Tchétchénie : la torture quotidienne dans les
« camps de filtration »

L'existence de ces camps est confirmée par de nombreux témoignages indirects. Les militaires y battent et mutilent les « terroristes » tchétchènes prisonniers, qui sont, pour la plupart, des civils raflés. Certains, morts ou vivants, sont revendus par leurs geôliers aux familles

Sophie Shihab

Mis à jour le jeudi 10 février 2000

REPORTAGE On entend des plaintes comme un bruit de fond, et souvent des cris terribles

NAZRAN (Ingouchie) de notre envoyée spéciale

« Nous n'avons toujours pas de témoignages directs sur des camps de filtration, mais c'est peu étonnant », assure Alexandre Petrov, qui interroge depuis trois mois, pour l'organisation humanitaire Human Rights Watch, les Tchétchènes qui se sont réfugiés en Ingouchie quand la frontière leur était entrouverte. Car le doute n'est plus permis : non seulement ces filtratsionye lageri existent, mais le fait qu'aucune personne à en être sortie récemment n'accepte d'en parler témoigne seulement de la force de la terreur qu'ils inspirent, explique-t-il.
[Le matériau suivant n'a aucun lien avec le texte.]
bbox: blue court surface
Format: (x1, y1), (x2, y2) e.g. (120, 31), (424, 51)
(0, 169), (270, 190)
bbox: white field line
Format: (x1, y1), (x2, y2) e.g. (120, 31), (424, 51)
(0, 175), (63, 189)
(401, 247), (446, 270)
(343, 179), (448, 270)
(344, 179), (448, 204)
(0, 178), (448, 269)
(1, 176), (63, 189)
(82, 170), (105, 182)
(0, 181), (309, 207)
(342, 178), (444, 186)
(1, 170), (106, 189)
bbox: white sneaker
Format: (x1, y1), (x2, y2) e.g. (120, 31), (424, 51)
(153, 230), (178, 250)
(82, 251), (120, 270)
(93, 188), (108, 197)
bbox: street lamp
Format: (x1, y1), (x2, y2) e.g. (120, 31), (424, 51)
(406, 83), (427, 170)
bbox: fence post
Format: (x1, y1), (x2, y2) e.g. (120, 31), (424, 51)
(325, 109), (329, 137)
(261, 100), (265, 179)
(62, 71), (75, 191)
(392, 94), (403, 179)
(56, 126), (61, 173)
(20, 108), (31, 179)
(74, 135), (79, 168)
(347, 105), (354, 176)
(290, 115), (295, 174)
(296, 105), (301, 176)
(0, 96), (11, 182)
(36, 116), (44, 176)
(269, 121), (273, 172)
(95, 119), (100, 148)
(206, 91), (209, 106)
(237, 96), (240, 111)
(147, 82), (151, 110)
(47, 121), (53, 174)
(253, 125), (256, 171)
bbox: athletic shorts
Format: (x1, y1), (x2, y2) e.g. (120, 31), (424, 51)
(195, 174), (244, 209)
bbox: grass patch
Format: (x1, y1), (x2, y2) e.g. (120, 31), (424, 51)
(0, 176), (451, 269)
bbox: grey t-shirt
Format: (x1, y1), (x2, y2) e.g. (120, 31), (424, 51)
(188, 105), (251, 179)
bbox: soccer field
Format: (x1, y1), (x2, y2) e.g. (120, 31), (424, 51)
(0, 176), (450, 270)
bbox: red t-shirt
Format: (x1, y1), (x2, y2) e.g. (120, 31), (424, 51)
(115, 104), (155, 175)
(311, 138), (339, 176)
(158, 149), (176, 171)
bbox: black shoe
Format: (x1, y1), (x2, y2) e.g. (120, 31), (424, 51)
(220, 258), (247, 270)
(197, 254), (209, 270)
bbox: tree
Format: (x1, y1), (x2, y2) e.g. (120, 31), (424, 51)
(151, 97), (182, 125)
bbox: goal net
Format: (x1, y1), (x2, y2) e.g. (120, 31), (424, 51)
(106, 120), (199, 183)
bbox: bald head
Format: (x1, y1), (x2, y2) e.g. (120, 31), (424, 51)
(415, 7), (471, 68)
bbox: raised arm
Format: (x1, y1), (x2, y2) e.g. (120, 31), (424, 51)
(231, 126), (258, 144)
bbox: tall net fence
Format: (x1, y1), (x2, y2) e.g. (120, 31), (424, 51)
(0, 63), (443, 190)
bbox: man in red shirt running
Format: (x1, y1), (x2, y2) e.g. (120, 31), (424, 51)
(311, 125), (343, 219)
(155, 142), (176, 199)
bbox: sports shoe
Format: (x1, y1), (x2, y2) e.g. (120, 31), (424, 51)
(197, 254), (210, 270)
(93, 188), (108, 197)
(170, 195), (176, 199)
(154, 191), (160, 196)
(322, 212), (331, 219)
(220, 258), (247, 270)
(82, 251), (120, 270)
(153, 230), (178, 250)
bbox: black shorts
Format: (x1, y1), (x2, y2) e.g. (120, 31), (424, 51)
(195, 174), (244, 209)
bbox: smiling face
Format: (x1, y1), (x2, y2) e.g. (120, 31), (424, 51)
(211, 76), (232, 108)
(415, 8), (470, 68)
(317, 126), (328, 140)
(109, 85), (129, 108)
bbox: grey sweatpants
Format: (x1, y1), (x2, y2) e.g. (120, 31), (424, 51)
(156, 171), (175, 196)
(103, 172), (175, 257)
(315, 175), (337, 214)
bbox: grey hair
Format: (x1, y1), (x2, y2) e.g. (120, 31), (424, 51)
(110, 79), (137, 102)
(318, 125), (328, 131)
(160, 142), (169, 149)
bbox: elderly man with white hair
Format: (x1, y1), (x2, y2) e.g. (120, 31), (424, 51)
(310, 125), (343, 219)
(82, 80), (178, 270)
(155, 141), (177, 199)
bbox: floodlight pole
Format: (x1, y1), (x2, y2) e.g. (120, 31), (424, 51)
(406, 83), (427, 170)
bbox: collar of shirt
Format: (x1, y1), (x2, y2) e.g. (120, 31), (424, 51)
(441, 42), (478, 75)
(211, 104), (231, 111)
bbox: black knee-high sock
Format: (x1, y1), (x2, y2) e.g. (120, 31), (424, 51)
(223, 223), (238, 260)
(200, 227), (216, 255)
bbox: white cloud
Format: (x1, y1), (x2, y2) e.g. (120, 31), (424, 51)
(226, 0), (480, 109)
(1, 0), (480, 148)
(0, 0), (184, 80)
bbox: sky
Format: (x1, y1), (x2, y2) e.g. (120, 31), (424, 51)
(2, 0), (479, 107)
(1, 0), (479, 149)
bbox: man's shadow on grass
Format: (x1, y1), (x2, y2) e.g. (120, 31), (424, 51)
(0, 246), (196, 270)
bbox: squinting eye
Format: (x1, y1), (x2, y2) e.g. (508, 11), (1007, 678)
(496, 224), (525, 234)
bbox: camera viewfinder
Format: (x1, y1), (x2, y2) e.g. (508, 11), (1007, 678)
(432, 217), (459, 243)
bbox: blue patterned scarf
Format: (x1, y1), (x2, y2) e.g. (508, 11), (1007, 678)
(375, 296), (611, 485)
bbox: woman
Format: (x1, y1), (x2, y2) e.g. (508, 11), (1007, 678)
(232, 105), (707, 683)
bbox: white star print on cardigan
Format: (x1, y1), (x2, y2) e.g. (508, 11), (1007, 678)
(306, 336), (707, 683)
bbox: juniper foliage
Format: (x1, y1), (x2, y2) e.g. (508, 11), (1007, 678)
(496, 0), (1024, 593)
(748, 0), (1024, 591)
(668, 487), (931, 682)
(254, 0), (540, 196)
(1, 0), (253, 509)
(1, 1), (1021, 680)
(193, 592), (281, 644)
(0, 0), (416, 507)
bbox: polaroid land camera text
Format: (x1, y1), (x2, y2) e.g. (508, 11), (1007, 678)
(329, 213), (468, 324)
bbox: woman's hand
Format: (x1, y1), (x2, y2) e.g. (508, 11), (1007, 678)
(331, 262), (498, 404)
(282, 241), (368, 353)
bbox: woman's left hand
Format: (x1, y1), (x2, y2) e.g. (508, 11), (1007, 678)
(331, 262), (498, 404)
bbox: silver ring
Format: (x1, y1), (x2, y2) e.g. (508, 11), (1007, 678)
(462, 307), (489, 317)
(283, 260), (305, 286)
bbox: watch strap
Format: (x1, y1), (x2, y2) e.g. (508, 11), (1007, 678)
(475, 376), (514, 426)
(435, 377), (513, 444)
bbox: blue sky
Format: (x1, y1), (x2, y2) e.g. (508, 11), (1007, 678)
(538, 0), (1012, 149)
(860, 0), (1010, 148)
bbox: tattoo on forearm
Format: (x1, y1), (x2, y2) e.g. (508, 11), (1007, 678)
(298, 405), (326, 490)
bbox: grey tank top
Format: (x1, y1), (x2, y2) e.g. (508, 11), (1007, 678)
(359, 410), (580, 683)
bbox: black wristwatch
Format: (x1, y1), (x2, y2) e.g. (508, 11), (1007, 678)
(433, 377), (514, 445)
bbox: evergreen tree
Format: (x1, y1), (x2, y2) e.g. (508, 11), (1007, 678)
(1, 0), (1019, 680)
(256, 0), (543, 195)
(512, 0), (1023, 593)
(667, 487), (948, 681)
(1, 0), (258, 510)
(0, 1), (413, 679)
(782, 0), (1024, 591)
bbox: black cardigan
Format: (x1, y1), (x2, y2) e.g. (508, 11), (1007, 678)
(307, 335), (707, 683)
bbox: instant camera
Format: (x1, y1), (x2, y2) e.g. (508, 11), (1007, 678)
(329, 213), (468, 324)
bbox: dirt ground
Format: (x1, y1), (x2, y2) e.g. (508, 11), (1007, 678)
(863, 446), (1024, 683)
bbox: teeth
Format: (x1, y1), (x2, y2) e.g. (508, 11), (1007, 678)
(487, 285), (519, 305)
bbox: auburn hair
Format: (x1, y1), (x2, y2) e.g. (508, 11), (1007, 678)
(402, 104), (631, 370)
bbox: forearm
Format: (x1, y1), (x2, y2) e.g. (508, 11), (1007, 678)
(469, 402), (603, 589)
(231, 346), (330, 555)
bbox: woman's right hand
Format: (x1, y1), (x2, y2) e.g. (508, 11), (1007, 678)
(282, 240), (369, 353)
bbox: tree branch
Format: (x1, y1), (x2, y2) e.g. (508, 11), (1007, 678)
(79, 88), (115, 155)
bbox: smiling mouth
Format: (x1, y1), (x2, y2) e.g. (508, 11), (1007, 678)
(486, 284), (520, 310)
Déjà durant la guerre de 1994-1996, c'est dans de tels camps que des milliers de Tchétchènes ont disparu ou sont devenus invalides. « En 1995 et 1996, plus de 400 jeunes de mon village, Samachki, passés par les camps en sont ressortis vivants. Quand la guerre a recommencé en septembre, ce sont avant tout ceux-là qui ont rejoint les combattants, par peur de se faire reprendre s'ils restaient chez eux à ne rien faire », dit un membre tchétchène de Mémorial, organisation russe de défense des droits de l'homme. Le choix de ces jeunes était judicieux, si l'on en croit le soldat anonyme dont la lettre a été remise au Monde .

Depuis deux semaines, des témoignages, indirects et provenant des victimes, commencent à sortir sur le camp de Tchernokozovo décrit par ce soldat. Une soixantaine de femmes, venues surtout du district voisin de Kalininskaïa, ont osé se rendre ensemble à Tchernokozovo, le 26 janvier, pour réclamer des nouvelles de leurs fils, frères ou parents. Trois d'entre elles, rencontrées à Nazran, ont expliqué qu'elles furent empêchées par des véhicules blindés d'aller au centre de la localité troubler le chef de la « kommendatura », l'autorité militaire suprême, installée là comme dans chacune des « zones libérées ». Mais elles purent approcher du camp, et une infirmière, Liza, en fut libérée juste à ce moment-là. Elle avait été arrêtée deux semaines plus tôt avec un groupe de blessés, dont son frère, qu'elle évacuait de Grozny en bus, avec une autre infirmière. Au poste de contrôle, tout blessé étant soupçonné d'avoir été boievik (« combattant »), ils ont été envoyés au camp. Les sept plus jeunes ont été sévèrement battus. En sortant, quinze jours plus tard, Liza a dit ne rien savoir de leur sort, ni pourquoi elle seule a été relâchée. Mais la surpopulation, aurait-elle assuré, fait que les détenus, installés à même le sol en béton par un froid intense, sont moins frappés qu'au début, quand chacun, homme et femme, était « traité » la nuit par des matons saouls.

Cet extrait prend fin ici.